Nugae – Musica e speranza

matalonSfogliando il giornale a colazione la mattina presto, troppo presto per essere domenica, compaiono a un certo punto grandi e gradevoli alcune foto in bianco e nero di un pianista in t-shirt. È Leonard Bernstein che saltella davanti alle sue tastiere, protagonista di un libro biografico che in realtà è uscito ormai da qualche mese negli Stati Uniti, “The Leonard Berstein Letters”, una raccoltona di seicento pagine curata da Nigel Simeone e edita dalla Yale University Press.
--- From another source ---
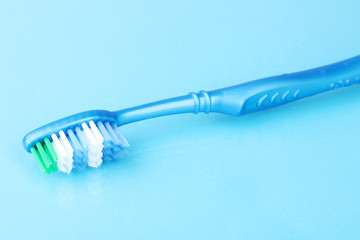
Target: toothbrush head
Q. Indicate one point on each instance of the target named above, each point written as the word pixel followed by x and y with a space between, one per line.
pixel 77 141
E non serve essere intenditori chic di musica per esserne affascinati, ma nemmeno una fanatica di musical (che poi notoriamente significa non essere intenditori di musica vera proprio per niente). Perché intanto per cominciare ha lo charme un po’ perduto dell’epistolario, quello di carta e inchiostro e lunghe riflessioni. Ci sono decine di migliaia di fogli scritti a mano da Bernstein a partire dal 1932 conservati negli archivi dedicati alla musica della Library of Congress a Washington, che nelle curve del corsivo fitto e piacevole raccontano una vita tormentosa. Nel libro poi non ci sono solo lettere da parte sua, ma anche indirizzate a lui. Dagli amici fedeli, dalla famiglia adorabile e adorata, da amori inquieti, da ammiratori illustri e incontri felici. Spicca Claudio Abbado, che era così bello avere come senatore a vita fra tutti quegli scienziati, e tempo fa gli aveva scritto: “Quello che ho imparato dalle sue prove, dal punto di vista musicale e umano, ho cercato di metterlo in pratica nelle prove dei miei ultimi concerti e sono sempre riuscito a trovare un contatto umano con l’orchestra”. E in effetti l’altro aspetto che colpisce di queste lettere è proprio che contengono questo miscuglio di punti di vista, musicale e umano, di armonia perfetta e di rapporti fra uomini che di perfetto non hanno proprio niente, anzi nel suo caso sono sempre piuttosto tendenti al tragico. E mentre nelle altre pagine del giornale tutto sembra un po’ West Side Story, meno male che nel 1938 Berstein scriveva che “la nostra ultima speranza sta nel lavoro che stiamo facendo”. E intanto a Roma nel Giorno della Memoria, di una memoria di cose orribili, risuonerà proprio un suono di violini, quelli scampati alla Shoah. Non a caso chiamati i violini della speranza.